Vivally’s silver ink electrodes are printed using a proprietary printing process developed with a supplier. The electrodes deliver a fixed current of 20 mA. While patch-type electrodes are available off the shelf, those are mostly for sensing currents in microamps.

“We had to really develop the whole process of how to print this stimulation electrode on a variable garment — which is a very specific material, very soft, very breathable, very comfortable — and there are multiple layers of electrodes,” Vaishya said.

The device has seven layers of material — including conductive layers and insulation layers — which helps for comfort and to prevent current leaks into the skin.

The team considered neoprene for the garment, but decided it wouldn’t be durable, elastic, comfortable or breathable enough. Instead, they went with a special material based on nylon. Vaishya declined to offer more detail other than saying it’s a multilayer, proprietary material.

A key component is the gel cushion between the electrodes and a patient’s skin. That protects against high current peaks in patients with flaky skin, and also acts as a DC power block. These gel cushions are reusable for up to a month, making the Vivally devices easier to use than they would be with single-use cushions.

“You just take the garment off, put it back and the gel pad stays with a garment,” he said.

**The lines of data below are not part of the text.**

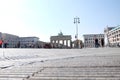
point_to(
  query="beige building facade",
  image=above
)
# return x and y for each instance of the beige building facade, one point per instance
(112, 36)
(89, 40)
(61, 41)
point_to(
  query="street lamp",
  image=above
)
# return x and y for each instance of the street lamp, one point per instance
(76, 21)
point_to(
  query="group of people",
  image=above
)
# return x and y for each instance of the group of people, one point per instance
(97, 44)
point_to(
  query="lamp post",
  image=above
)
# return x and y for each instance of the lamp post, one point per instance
(77, 21)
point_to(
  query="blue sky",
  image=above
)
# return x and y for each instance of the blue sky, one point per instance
(44, 18)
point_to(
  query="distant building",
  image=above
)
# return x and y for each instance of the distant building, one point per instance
(61, 41)
(89, 40)
(10, 40)
(112, 36)
(77, 44)
(28, 42)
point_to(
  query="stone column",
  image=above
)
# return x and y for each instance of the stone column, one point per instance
(63, 42)
(67, 43)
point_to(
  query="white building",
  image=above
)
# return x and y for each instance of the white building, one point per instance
(89, 39)
(11, 40)
(113, 35)
(28, 41)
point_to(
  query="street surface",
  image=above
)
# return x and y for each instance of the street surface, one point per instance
(60, 64)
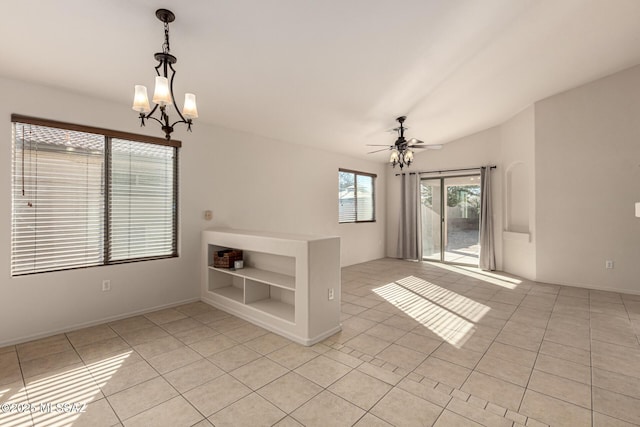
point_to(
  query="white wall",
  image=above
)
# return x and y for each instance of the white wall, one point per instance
(517, 137)
(480, 149)
(587, 180)
(247, 181)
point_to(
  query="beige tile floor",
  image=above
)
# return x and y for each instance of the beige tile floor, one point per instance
(422, 344)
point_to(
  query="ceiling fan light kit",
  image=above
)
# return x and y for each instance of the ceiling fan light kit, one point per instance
(402, 149)
(163, 93)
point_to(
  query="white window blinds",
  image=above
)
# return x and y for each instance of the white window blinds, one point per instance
(356, 196)
(83, 199)
(141, 200)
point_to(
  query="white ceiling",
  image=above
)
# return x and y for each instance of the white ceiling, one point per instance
(331, 74)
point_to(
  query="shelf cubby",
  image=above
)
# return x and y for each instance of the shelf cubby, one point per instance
(284, 284)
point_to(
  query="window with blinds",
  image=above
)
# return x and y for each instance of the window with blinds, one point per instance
(356, 196)
(85, 197)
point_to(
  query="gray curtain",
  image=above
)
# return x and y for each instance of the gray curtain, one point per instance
(410, 231)
(487, 245)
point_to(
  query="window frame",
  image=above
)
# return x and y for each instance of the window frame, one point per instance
(108, 136)
(356, 173)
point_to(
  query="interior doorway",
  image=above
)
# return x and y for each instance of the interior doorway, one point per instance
(451, 219)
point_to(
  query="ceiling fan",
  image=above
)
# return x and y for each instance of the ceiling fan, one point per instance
(402, 149)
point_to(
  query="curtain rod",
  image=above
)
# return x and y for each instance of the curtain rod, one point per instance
(448, 170)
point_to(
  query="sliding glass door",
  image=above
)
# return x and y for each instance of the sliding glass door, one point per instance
(450, 219)
(431, 197)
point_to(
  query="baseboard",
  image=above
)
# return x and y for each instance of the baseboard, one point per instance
(592, 287)
(77, 326)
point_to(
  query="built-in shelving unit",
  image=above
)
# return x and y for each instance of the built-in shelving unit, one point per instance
(284, 286)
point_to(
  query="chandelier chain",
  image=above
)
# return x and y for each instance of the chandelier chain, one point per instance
(165, 45)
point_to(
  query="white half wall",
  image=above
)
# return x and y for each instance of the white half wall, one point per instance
(587, 181)
(247, 181)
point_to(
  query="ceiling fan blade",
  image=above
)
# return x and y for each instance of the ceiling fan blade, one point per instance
(377, 151)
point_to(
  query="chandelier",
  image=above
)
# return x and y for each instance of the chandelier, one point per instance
(163, 93)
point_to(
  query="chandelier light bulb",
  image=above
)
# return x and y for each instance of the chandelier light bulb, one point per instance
(395, 157)
(141, 99)
(162, 95)
(408, 156)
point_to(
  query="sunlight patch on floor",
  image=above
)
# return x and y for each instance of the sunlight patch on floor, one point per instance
(447, 314)
(486, 276)
(59, 399)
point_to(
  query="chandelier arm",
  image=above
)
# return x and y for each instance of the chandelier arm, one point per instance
(149, 116)
(173, 74)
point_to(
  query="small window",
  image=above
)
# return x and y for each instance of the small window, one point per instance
(85, 197)
(356, 196)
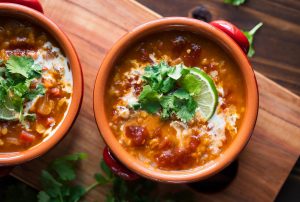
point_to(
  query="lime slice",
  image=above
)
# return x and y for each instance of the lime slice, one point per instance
(207, 99)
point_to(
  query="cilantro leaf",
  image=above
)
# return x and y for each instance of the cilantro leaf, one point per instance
(149, 99)
(181, 94)
(15, 80)
(39, 90)
(20, 89)
(43, 197)
(19, 65)
(167, 85)
(187, 112)
(235, 2)
(250, 37)
(161, 93)
(175, 72)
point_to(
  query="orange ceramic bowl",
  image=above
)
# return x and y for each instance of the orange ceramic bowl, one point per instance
(227, 44)
(25, 13)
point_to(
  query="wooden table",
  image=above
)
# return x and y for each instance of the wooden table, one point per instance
(93, 26)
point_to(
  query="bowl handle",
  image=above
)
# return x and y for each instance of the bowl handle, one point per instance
(5, 170)
(233, 32)
(117, 167)
(34, 4)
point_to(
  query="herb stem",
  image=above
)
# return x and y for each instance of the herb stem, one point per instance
(254, 29)
(92, 186)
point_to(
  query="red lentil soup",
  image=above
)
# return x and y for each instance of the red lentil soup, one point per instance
(172, 143)
(35, 85)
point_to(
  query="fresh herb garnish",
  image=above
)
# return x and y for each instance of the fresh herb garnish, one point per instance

Another custom feature is found in the circuit board, Vaishya said.

“Most off-the-shelf, cheaper versions have monophasic waveforms and we have a perfectly balanced biphasic waveform,” he said. “Whatever charge we put in the positive direction in the body, we put the same amount in the negative with a certain phase lag so that way there’s no charge buildup in the body, while at the same time therapy is being delivered effectively. And that is a huge benefit, I believe, in terms of both comfort and compliance.”

What’s next for Avation Medical

A photo of Avation Medical co-founder and CEO Jill Schiaparelli.

Avation Medical co-founder and CEO Jill Schiaparelli [Photo courtesy of Avation Medical]

Columbus, Ohio–based Avation announced a $22 million Series C funding round in February 2024 to support the Vivally launch. Medtronic was among the investors in the latest round.

Schiaparelli sees a huge opportunity to fill gaps in the collective knowledge about neuromodulation. For example, when Avation launched Vivally, alternatives included implants that delivery 24/7 stimulation and percutaneous stimulation for 30 minutes once per week, therapy dictated by what insurers will cover.

“Nobody has optimized it,” she said. “We have an IRB-approved real world registry and we’ll be able to phenotype a lot of that. We might also be able to say somebody with this symptom profile within this stimulation dosage has the best outcome. Because we’ll have tens of thousands of people in the data. No one has any data like that.”

And while Avation is focused on getting the Vivally System to market, Vaishya anticipates much more to come.

“I do believe that this is a truly platform technology,” Vaishya said. “I know that’s a cliche people use all the time. But the fact that it’s a wearable device [with] closed-loop control I think makes it adaptable to a large number of applications.”